TEHRAN: said on Tuesday that the content, date and venue of a mooted fresh round of talks with six major world powers on its controversial nuclear program have yet to be finalized.
The latest comment from Tehran came days after EU foreign policy chief Catherine Ashton, who represents the major powers in talks with Iran, proposed that the negotiations be held in Vienna from November 15 to 17.
"Discussions are under way about the date of the negotiations, the venue and content of the negotiations," foreign ministry spokesman Ramin Mehmanparast told reporters at his weekly press conference.
"Both sides should agree on this and the other side (the major powers) must show flexibility."
Mehmanparast said the two sides needed to agree on an agenda for talks.
"We think the content of the negotiations is more important," he said.
"While we do need to come to a conclusion on the date and place for the talks, the content of the negotiations should also be agreed by the two sides."
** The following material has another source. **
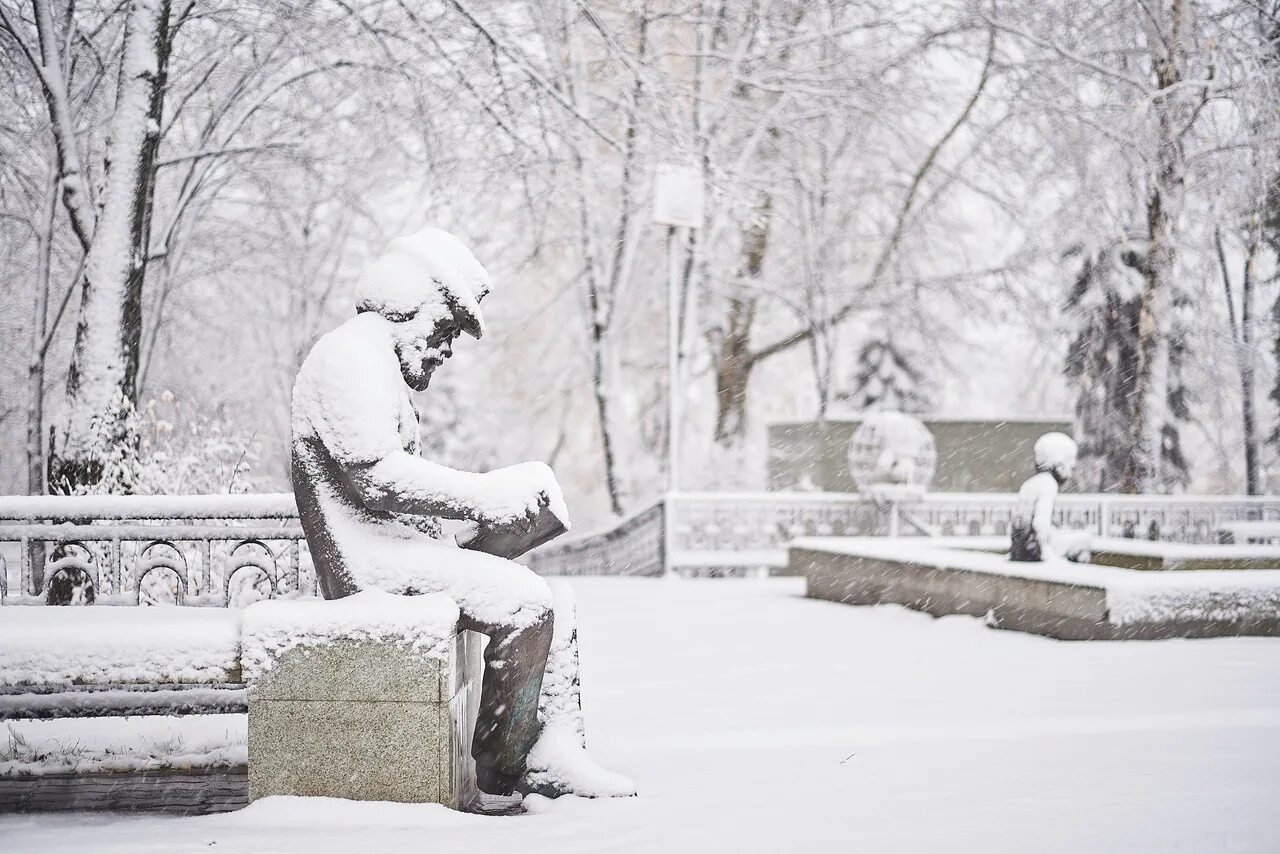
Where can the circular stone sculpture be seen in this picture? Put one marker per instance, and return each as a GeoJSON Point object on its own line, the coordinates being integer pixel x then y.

Iran has always insisted that the talks be held on the basis of its package of proposals presented to the major powers before the last round of talks in October last year.
That package does not explicitly refer to its atomic program.
In a letter to Iran on Friday, Ashton insisted that the "main focus" of the talks would be the "question of the Iranian nuclear program," which Western governments suspect is aimed at developing a weapons capability, a charge Tehran denies.
Ashton represents the six major powers — Britain, China, France, Germany, Russia and the United States — in the negotiations with Iran.
Iranian officials including President Mahmoud Ahmadinejad have broadly welcomed the prospect of fresh talks, but a spokesman for Ashton said on Friday she was still waiting for Tehran’s formal response.
Although agreeing to talks, Ahmadinejad and several Iranian lawmakers have reiterated three conditions which they say the major powers must answer during the negotiations.
Lawmakers say the conditions were outlined to Ashton in a letter in July by Tehran’s chief nuclear negotiator Saeed Jalili.
He told Ashton that the world powers must say whether the talks are aimed at "engagement and cooperation or continued confrontation and hostility towards Iranians."
"Will you be committed to the logic of talks which calls for avoiding threats and pressure?" he asked, while calling on the six powers to give a "clear view" on the "Zionist regime’s nuclear arsenal."
Israel, which has not ruled out taking military action against Iran over its nuclear ambitions, is believed to be the Middle East’s sole but undeclared nuclear-armed power.
"Ms. Ashton’s clear and frank response to these questions is required in order to clarify the framework of talks, but unfortunately she has not reacted," Abolfazl Zohrevand, a deputy to Jalili, told Fars news agency this week.
"Suddenly without any contacts with our nuclear negotiator she mentions the time, period and venue for the talks."
Iran’s atomic chief Ali Akbar Salehi, meanwhile, said the loading of fuel into the reactor core of the Russian-built nuclear power plant began on Tuesday.
"We hope that electricity produced by the Bushehr nuclear power plant will connect to the national grid in three months’ time," he was quoted as saying by state television’s website.
Iran began transferring fuel to the facility on August 21, a process which was described as the "physical launch" of the power plant by Russia which took over construction of the complex in the mid 1990s.
The Islamic republic, rich in oil and gas, says it needs the plant to meet a growing demand for electricity.
Iran is under four sets of United Nations sanctions over its refusal to suspend uranium enrichment, the sensitive process which can be used to make nuclear fuel or, in highly extended form, the fissile core of an atom bomb.